My Neighbour's Wife Has Been Kidnapped!

It turned into an Alan J. Pakula weekend for me for some reason....as in I ended up screening three of the director's mystery thrillers from the mid 70's; Klute, The Parallax View, and All The President's Men, 'the paranoia trilogy' as they've come to be known. And as much as part of me hates being an old fart and talking about the good ol' days of movies and how they don't make films like they used to...they really don't make films like they used to.

All three are open mysteries (more or less)...we know the ending or the killer or the bad guys from the beginning, yet they still 'thrill' to this day. All three have great scripts with fantastic cinematography (Gordon Willis) and terrific actors (Dustin Hoffman, Robert Redford, Jane Fonda, Donald Sutherland, Roy Scheider, Warren Beatty...c'mon!), but where they really shine is in the direction by Mr. Pakula. And the shine isn't because of the ways we've come to praise direction today: flash, bang, smash, boom, bang, razzle, dazzle...but rather Pakula's ability to exercise restraint; create tension and suspense and drama through pause, effect, understatement, and quiet; and the near absence of any music and/or film edits and cuts.

From The Parallax View, Warren Beatty suspects the worst is about to happen to a plane he's travelling on and quietly strives to resolve the situation without drawing undue attention to himself.

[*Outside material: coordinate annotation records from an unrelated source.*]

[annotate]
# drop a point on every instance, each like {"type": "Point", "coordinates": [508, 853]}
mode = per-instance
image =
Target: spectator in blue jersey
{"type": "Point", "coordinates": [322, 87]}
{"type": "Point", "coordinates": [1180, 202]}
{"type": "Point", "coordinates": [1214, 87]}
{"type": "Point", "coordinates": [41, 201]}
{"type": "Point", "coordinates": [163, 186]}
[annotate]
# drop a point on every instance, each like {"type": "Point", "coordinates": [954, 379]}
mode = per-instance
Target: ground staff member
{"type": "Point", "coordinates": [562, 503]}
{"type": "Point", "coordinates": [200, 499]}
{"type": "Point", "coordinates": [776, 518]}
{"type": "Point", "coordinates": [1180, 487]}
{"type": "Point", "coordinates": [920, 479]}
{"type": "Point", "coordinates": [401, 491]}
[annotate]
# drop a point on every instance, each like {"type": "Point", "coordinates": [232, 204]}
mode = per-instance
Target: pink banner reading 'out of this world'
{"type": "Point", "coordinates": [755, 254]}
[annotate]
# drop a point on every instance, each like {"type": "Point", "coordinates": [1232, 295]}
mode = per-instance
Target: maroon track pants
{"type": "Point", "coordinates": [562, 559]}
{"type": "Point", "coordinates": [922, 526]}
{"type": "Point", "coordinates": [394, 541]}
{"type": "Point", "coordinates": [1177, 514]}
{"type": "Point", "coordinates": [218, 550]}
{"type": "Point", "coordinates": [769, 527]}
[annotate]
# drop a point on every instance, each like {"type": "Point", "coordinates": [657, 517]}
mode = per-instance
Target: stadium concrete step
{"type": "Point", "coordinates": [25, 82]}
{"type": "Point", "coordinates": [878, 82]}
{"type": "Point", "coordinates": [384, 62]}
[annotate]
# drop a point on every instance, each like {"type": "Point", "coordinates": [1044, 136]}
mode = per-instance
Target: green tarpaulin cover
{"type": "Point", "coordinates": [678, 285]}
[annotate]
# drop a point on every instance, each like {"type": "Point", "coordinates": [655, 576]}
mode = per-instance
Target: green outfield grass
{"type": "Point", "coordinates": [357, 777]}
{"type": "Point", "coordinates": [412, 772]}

From Klute, Jane Fonda is confronted by her stalker and the movie's killer after he traps her in a dressmaking factory (SPOILERS + just a bit of that creepy score off the top - 'shiver')...




And one of my favourite movie scenes of all time, Redford catches a break in Woodstein's quest to uncover the puzzle of Watergate...while on the phone...filmed in a one-sided oner.



There's a beat, around 6 minutes into the scene, where Dahlberg tells Redford that he gave the money to Maurice Stans...and it must have been SO tempting to punctuate that moment with a big music sting. I mean, it was the payoff, the climax as it were, to the entire shot...c'mon! And yet, Pacula didn't. He just let it play. Perfect. And even though it's all one shot with a slow zoom in, it's still 'directed', albeit unobtrusively, with a split diopter lens keeping the left and right side of the frame (foreground/background) in focus reinforcing the motif of visual claustrophobia.

There's a quiet confidence in direction like this that you just don't see anymore. Or there are directors today capable of directing this way, but the companies and the studios won't let them or don't want them to. And that's really a shame, really.